Le Nice Front Populaire critique la décision de Juliette Chesnel-Le Roux et appelle à la mobilisation

La liste Nice Front Populaire, qui a obtenu 8,95 %, exprime une position plus offensive. Le parti a remercié ses électeurs et souligne sa progression dans plusieurs quartiers populaires. Le mouvement regrette cependant de ne pas avoir atteint le seuil des 10 % permettant une fusion.

La formation estime qu’une union avec la liste Unis pour Nice aurait été possible. Elle considère que le refus de Juliette Chesnel-Le Roux empêche la constitution d’un front commun. Dans un communiqué les colistiers évoquent « la seule volonté de Juliette Chesnel-Le Roux et de ses colistier-es et dénonce une décision qui  prive ainsi 10 767 électrices et électeurs […] d’être représentées au conseil municipal. »
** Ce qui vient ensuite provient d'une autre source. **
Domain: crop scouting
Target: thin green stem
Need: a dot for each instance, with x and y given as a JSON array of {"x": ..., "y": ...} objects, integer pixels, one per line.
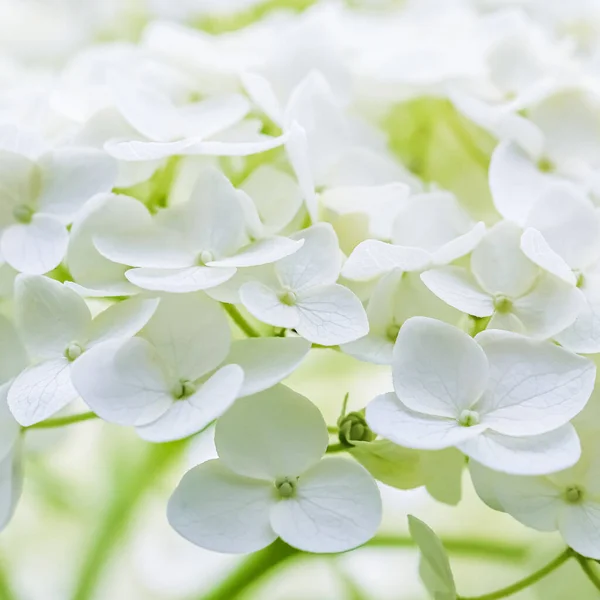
[
  {"x": 239, "y": 320},
  {"x": 129, "y": 489},
  {"x": 527, "y": 581},
  {"x": 257, "y": 565},
  {"x": 586, "y": 566},
  {"x": 334, "y": 448},
  {"x": 253, "y": 568},
  {"x": 471, "y": 148},
  {"x": 62, "y": 421},
  {"x": 345, "y": 405}
]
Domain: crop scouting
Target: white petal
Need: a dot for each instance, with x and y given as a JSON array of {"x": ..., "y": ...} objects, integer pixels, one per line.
[
  {"x": 336, "y": 507},
  {"x": 317, "y": 262},
  {"x": 580, "y": 528},
  {"x": 12, "y": 351},
  {"x": 180, "y": 281},
  {"x": 191, "y": 415},
  {"x": 276, "y": 195},
  {"x": 121, "y": 320},
  {"x": 11, "y": 484},
  {"x": 298, "y": 155},
  {"x": 499, "y": 264},
  {"x": 40, "y": 391},
  {"x": 534, "y": 386},
  {"x": 146, "y": 246},
  {"x": 36, "y": 247},
  {"x": 103, "y": 215},
  {"x": 213, "y": 115},
  {"x": 260, "y": 253},
  {"x": 569, "y": 224},
  {"x": 263, "y": 303},
  {"x": 532, "y": 455},
  {"x": 124, "y": 383},
  {"x": 534, "y": 501},
  {"x": 214, "y": 216},
  {"x": 276, "y": 433},
  {"x": 70, "y": 177},
  {"x": 537, "y": 249},
  {"x": 551, "y": 306},
  {"x": 430, "y": 221},
  {"x": 261, "y": 92},
  {"x": 459, "y": 246},
  {"x": 190, "y": 333},
  {"x": 222, "y": 511},
  {"x": 437, "y": 368},
  {"x": 515, "y": 182},
  {"x": 583, "y": 336},
  {"x": 390, "y": 419},
  {"x": 372, "y": 258},
  {"x": 266, "y": 361},
  {"x": 331, "y": 315},
  {"x": 49, "y": 315},
  {"x": 458, "y": 288}
]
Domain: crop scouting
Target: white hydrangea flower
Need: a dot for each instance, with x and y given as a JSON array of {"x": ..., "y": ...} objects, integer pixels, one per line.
[
  {"x": 301, "y": 292},
  {"x": 567, "y": 501},
  {"x": 271, "y": 480},
  {"x": 503, "y": 399},
  {"x": 41, "y": 196},
  {"x": 57, "y": 329},
  {"x": 397, "y": 296},
  {"x": 182, "y": 371},
  {"x": 194, "y": 246},
  {"x": 432, "y": 229},
  {"x": 505, "y": 285}
]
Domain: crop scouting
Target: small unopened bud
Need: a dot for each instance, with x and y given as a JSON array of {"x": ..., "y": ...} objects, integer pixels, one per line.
[
  {"x": 392, "y": 332},
  {"x": 23, "y": 213},
  {"x": 286, "y": 487},
  {"x": 354, "y": 428},
  {"x": 502, "y": 304},
  {"x": 288, "y": 298},
  {"x": 573, "y": 494},
  {"x": 468, "y": 418},
  {"x": 184, "y": 389},
  {"x": 73, "y": 351}
]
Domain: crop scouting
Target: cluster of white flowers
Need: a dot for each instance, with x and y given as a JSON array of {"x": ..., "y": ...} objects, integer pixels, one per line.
[{"x": 183, "y": 219}]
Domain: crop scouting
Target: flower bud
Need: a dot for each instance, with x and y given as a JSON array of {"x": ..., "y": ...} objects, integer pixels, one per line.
[{"x": 354, "y": 428}]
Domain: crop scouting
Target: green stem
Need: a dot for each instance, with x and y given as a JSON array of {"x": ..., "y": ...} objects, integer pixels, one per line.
[
  {"x": 253, "y": 568},
  {"x": 239, "y": 320},
  {"x": 129, "y": 490},
  {"x": 459, "y": 546},
  {"x": 333, "y": 448},
  {"x": 471, "y": 148},
  {"x": 62, "y": 421},
  {"x": 525, "y": 583},
  {"x": 257, "y": 565},
  {"x": 588, "y": 570}
]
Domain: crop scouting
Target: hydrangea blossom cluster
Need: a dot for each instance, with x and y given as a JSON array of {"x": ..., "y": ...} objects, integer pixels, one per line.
[{"x": 184, "y": 218}]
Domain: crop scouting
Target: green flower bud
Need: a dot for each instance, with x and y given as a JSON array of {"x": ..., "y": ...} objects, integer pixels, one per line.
[
  {"x": 468, "y": 418},
  {"x": 73, "y": 351},
  {"x": 286, "y": 487},
  {"x": 183, "y": 389},
  {"x": 392, "y": 332},
  {"x": 23, "y": 213},
  {"x": 573, "y": 494},
  {"x": 354, "y": 428},
  {"x": 288, "y": 298},
  {"x": 502, "y": 304}
]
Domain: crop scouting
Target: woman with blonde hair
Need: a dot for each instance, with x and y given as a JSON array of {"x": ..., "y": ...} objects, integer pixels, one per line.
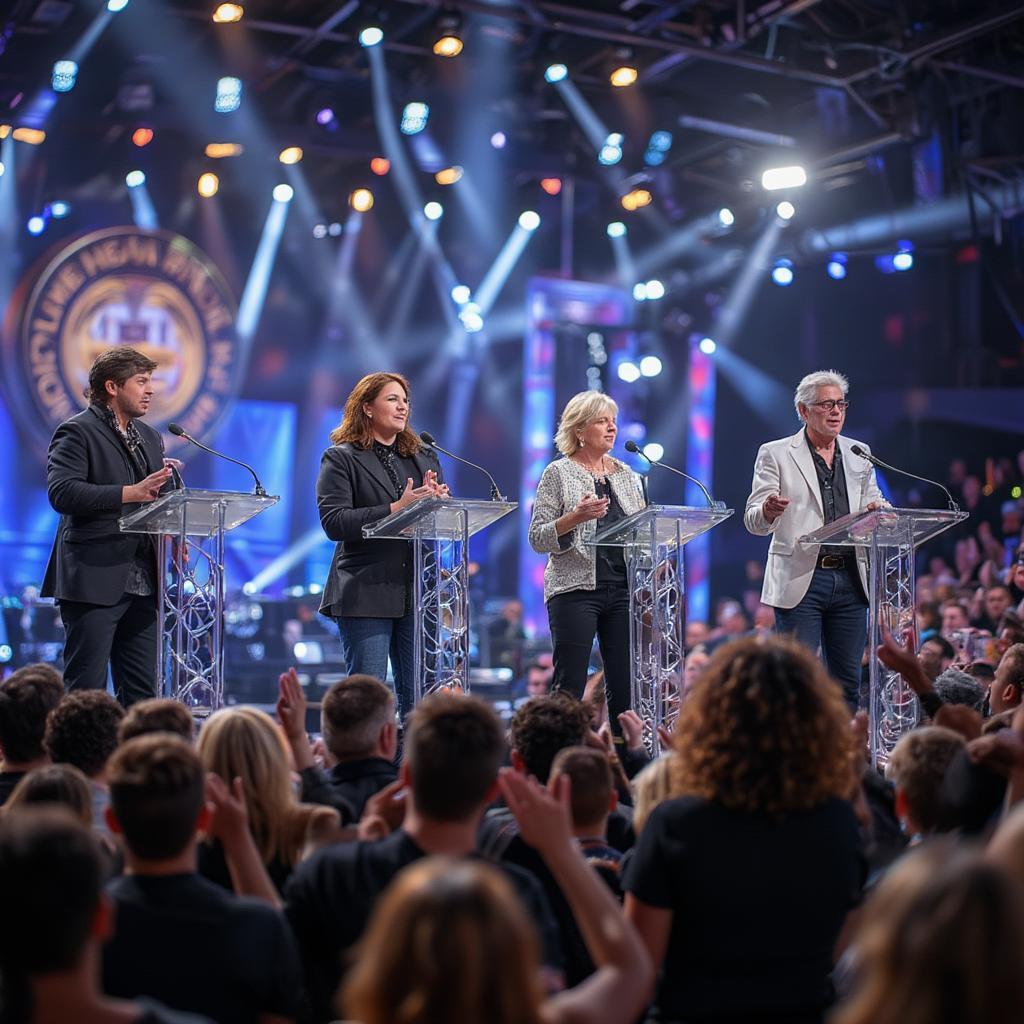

La liste appelle désormais les électeurs à se mobiliser « en leur âme et conscience » pour « faire barrage à l’extrême droite. » Elle annonce aussi de nouvelles initiatives dans les semaines à venir pour poursuivre son action militante.

Un entre-deux-tours sous tension politique

Les choix des candidats éliminés montrent des orientations divergentes. Entre soutien clair vers Eric Ciotti, une neutralité assumée et un appel à la mobilisation contre l’extrême droite, ces positions structurent un paysage politique fracturé où chaque voix compte.

Le second tour se jouera dans un contexte marqué par une abstention importante (46,42%). Les électeurs des listes éliminées représentent un réservoir décisif qui pourraient peser sur l’issue du scrutin tout autant que le choix d’aller aux urnes des abstentionnistes.

Dans ce climat, Renaud Muselier a pris la parole. Le président de la Région Sud rappelle que « le 1er tour a confirmé qu’il n’y avait pas de raz-de-marée des extrêmes » tout en appelant à la vigilance. Il souligne que « le risque de bascule de certaines d’entre elles est réel » dans les communes encore en ballotage et invite donc à « un grand rassemblement des électeurs derrière les candidats responsables qui sont en mesure de l’emporter contre les extrêmes, tout particulièrement à Nice. »

Cette déclaration place la capitale Azuréenne au centre d’un enjeu politique plus large, où le second tour dépasse le seul cadre municipal pour devenir un moment de mobilisation territoriale.